L’onde de choc du génocide au Rwanda conduit J-C. Klotz « contre le massacre » à des images de cinéma. Ce dont le spectateur actuel, devient de nos jours de plus en plus responsable de ce qu’il en reçoit en son intime. Au point qu’il se retrouve témoin du temps où nous sommes…
« Des images contre un massacre » est le sous titre où surgit pour Klotz, avec plus de force, le vrai de la question radicale :voilà pourquoi des images. Qui soutiennent sans atermoiement l’existence d’une limite, de cet impossible à montrer que sait nous dire l’artiste. L’impossible, le réel, la limite, que chacun voudrait tant nier pour tout savoir enfin de l’horreur, alors que comme tel, il reste une des seules contre violences face aux génocides, pour nous les dire de par cette limite même.

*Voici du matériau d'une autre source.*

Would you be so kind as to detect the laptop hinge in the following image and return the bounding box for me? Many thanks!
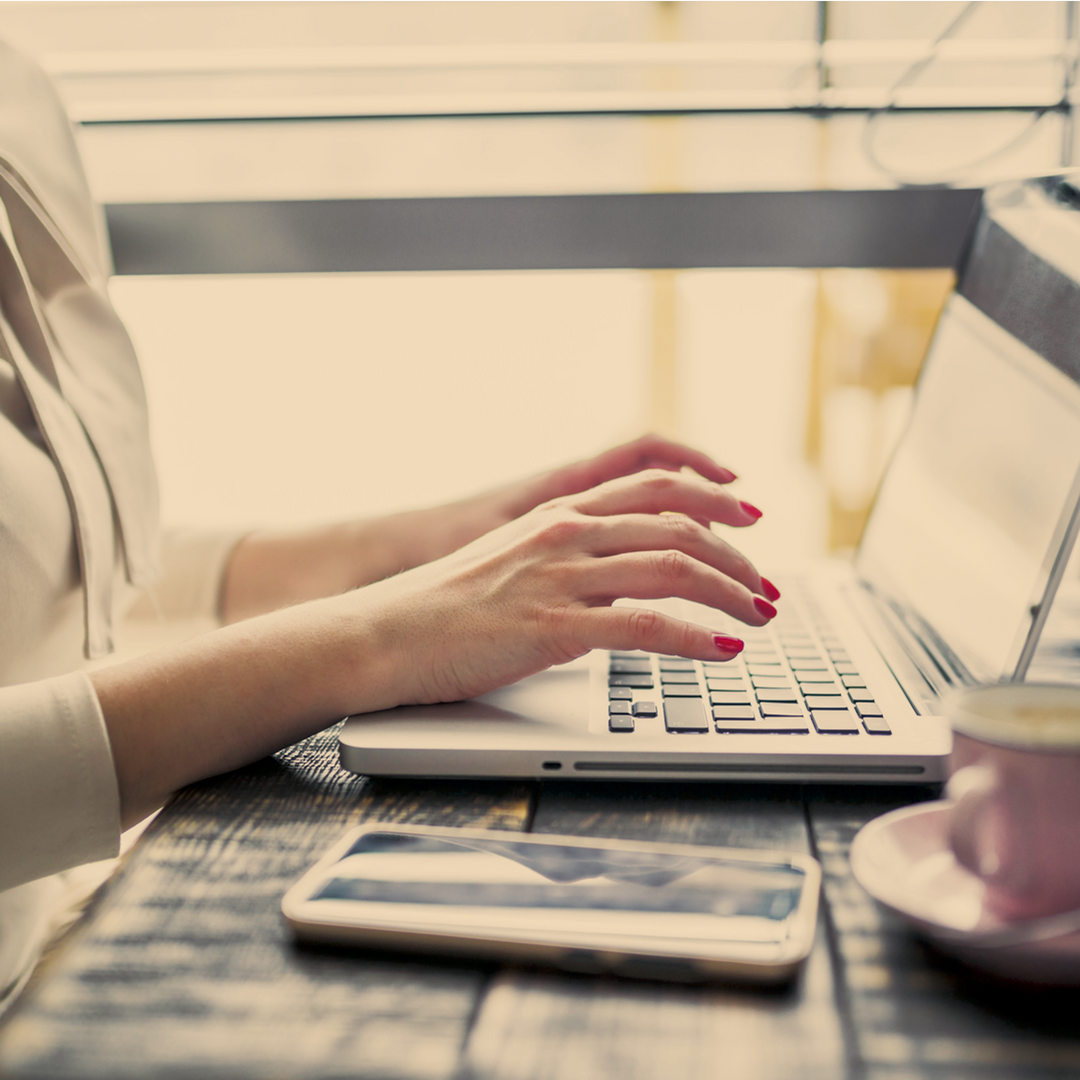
[853,579,978,713]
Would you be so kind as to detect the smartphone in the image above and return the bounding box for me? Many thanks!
[282,824,821,983]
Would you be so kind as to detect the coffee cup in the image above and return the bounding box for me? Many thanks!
[946,683,1080,921]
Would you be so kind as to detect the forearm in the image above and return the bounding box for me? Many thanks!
[221,495,509,623]
[91,599,394,827]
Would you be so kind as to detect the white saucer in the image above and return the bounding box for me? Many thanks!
[851,801,1080,986]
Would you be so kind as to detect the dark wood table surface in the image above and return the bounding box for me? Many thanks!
[0,731,1080,1080]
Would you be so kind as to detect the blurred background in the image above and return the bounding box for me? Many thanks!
[0,0,1077,568]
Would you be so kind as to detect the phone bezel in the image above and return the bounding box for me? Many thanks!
[281,822,821,983]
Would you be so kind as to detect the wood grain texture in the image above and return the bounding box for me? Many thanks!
[0,730,531,1080]
[462,783,848,1080]
[809,789,1080,1080]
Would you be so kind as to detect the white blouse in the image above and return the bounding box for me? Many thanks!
[0,43,239,1010]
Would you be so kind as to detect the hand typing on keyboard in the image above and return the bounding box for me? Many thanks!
[91,438,779,821]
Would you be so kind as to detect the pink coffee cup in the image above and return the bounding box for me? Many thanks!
[947,683,1080,920]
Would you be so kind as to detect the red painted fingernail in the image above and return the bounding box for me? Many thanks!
[754,596,777,619]
[761,578,780,600]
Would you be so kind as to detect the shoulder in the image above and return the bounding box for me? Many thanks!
[0,41,109,276]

Exemple actuel de ce vouloir tout savoir de l’horreur des crimes nazis en en niant l’impossible et la limite : Les Bienveillantes de J.Littell dont le succès de nos jours est quelque peu inquiétant pour la raison ici abordée.
Alors quoi de ce réel, de cette limite qui nous capteraient ? serait-ce là où les criminels veulent nous attirer, dans les jouissances de leurs tueries au point que nous nous retrouverions en être complices voire co-auteurs après-coup sans le savoir? C’est ce devant quoi chacun reste sidéré, silencié face à ce qu’il sait pourtant et qu’il efface en un même mouvement. C’est ce que les génocidaires, eux, savent fort bien , semble-t-il, et sur quoi ils s’appuient pour commettre leurs meurtres, collectivement au vu et au su de chacun. C’est que, point si difficile à accepter une fois les crimes commis, comme le dit si précisément Bernard Kouchner l’un des acteurs dans « Kigali », le savoir acquis sur le terrain au niveau individuel aussi bien que collectif ne fait pas acte, ne permet pas la décision d’agir au moment opportun, à l’exception de quelques uns qui ont vaincu la captation intime inhérente à leur sentiment inconscient de culpabilité face à de telles horreurs. Qui ont su ne pas s’en laisser envahir. Envahissement dont usent les criminels alors qu’eux-mêmes, avant les tueries, ont retranché, aboli, de façon construite et collective toute idée de culpabilité, tout savoir sur l’interdit de tuer pour faire place à des jouissances/meurtres qui les dominent alors et qu’a lieu l’horreur comme but ultime de leurs jouissances. Ce qui nous fascine c’est qu’il existerait donc de notre part cette perception à la fois sue et en même temps retranchée qu’il y a du coté des bourreaux une annulation réussie de toute culpabilité et sa transformation aussitôt en jouissances/meurtres collectifs. C’est sans doute cela qui si souvent nous paralyse tous malgré et du fait même de percevoir une telle annulation. Qui nous laissent après le génocide sans voix et en plein désarroi de n’avoir rien pu faire pour l’empêcher. Certes des faits politiques précis entre ONU et responsables notamment français avec l’ « Opération Turquoise » participent et se surajoutent à une telle fabrication d’ignorance qui dés lors est à juste titre qualifiable d’ignorance voulue. Ce qui n’est pas sans suspendre encore plus et sidérer notre pensée de citoyen …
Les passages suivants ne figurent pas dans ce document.